Pressure injuries are harmful, painful and potentially preventable.1 These injuries increase hospital length of stay and healthcare costs,2,3 and are associated with increased mortality.4 While pressure injury prevention is well-researched and practiced in the hospital setting, one area that has not been well investigated is prior to and on arrival to hospital. The objective of this study was to investigate the prevalence of pressure injury in adults on arrival by ambulance to the emergency department to determine areas where nursing assessment and preventative intervention may be improved.
Methods:
An observational, cross-sectional descriptive study design was used. Participants (n = 212) were recruited from the emergency departments of two Australian tertiary hospitals. Full skin inspection and pressure injury risk assessment, using Braden5 and Waterlow6 scores, were undertaken within one hour of presentation.
Results:
Pressure injuries were identified in 11 participants, giving a prevalence of 5.2% at ambulance presentation (11/212). Nearly two thirds of participants 60.4%, n = 128) were admitted to hospital and nearly all participants with an identified pressure injury (n = 10) were admitted to hospital, giving a prevalence of 7.8% (10/128) at the ward entry point.
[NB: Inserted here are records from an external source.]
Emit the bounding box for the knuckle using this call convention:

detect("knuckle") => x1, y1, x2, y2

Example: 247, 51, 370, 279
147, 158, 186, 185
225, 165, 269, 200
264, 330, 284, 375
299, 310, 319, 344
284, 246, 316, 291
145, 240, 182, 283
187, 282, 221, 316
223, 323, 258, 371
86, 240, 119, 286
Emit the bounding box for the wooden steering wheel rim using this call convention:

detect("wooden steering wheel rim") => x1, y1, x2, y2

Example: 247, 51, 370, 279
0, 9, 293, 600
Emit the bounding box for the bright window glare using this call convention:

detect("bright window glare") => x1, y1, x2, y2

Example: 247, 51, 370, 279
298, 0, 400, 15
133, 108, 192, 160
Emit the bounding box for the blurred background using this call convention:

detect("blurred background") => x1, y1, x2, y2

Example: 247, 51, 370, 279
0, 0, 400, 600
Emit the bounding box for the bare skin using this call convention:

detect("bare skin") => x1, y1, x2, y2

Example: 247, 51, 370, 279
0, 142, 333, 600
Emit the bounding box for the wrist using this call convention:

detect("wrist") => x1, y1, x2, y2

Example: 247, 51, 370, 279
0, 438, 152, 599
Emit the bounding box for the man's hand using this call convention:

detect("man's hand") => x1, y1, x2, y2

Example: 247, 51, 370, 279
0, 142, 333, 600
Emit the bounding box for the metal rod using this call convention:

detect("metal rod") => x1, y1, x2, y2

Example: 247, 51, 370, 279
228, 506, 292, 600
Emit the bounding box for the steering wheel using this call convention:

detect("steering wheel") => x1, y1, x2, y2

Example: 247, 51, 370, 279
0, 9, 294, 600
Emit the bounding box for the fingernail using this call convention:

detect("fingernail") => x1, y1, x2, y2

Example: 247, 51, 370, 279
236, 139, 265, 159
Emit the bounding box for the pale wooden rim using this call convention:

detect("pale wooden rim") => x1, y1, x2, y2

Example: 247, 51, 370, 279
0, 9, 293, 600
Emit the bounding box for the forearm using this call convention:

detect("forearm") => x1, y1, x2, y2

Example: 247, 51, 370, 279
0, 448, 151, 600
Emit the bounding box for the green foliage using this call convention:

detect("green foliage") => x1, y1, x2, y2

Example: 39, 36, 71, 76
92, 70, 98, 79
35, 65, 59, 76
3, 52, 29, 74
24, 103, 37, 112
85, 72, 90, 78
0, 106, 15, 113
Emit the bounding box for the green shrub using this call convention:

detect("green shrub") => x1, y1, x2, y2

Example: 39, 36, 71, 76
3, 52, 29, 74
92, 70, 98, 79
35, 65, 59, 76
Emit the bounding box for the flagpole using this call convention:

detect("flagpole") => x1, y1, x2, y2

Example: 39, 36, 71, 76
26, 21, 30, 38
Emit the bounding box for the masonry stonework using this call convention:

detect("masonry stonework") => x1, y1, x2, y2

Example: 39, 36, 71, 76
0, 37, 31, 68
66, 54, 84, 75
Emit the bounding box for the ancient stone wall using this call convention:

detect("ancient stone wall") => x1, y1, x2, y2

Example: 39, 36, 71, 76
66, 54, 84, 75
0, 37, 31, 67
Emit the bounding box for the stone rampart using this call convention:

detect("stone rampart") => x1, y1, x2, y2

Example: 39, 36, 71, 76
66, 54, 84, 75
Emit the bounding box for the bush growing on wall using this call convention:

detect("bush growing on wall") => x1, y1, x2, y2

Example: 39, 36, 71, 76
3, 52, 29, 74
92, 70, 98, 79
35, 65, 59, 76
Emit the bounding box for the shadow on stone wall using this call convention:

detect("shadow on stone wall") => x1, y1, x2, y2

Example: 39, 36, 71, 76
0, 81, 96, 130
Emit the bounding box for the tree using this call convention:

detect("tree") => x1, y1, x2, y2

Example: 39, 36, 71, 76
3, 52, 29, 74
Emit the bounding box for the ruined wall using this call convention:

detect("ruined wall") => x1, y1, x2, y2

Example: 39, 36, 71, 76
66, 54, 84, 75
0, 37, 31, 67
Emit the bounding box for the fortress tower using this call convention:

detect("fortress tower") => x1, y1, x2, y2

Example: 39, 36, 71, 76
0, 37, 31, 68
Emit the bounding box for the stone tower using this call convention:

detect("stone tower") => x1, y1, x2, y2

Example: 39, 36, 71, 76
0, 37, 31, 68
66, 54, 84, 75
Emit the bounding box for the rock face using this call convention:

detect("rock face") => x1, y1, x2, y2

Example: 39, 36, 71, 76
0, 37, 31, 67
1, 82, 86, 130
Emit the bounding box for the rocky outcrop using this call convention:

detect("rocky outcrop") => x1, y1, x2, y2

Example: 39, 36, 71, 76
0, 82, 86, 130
Participants with pressure injury and those at high risk of injury were found to have spent significantly longer in the ambulance and within the emergency department. During ambulance transport and in the first hour of presentation to the emergency department it was rare that pressure-relieving interventions were implemented, even for those with an identified pressure injury and those at high risk. In this study, the Waterlow score identified more patients at high-risk of pressure injury than the Braden Scale.
Conclusion:
The results indicate that early pressure injury surveillance and risk assessment is merited at the point of presentation to the emergency department so that prevention and treatment can be implemented at the earliest possible opportunity. Also, if pressure injuries are not identified at the hospital point of entry there is potential that such injuries may later be incorrectly classified as hospital-acquired, potentially incurring financial penalties. Whilst it may be considered challenging to manage pressure injuries within the ambulance and emergency department, preventative intervention should commence in the ambulance, while the patient is in transit, and should be continued in the emergency department with the use of pressure-relieving devices, particularly for those identified as being at high risk. At-risk patients who remain on non-pressure-relieving surfaces in the ED are at increased risk of PI development.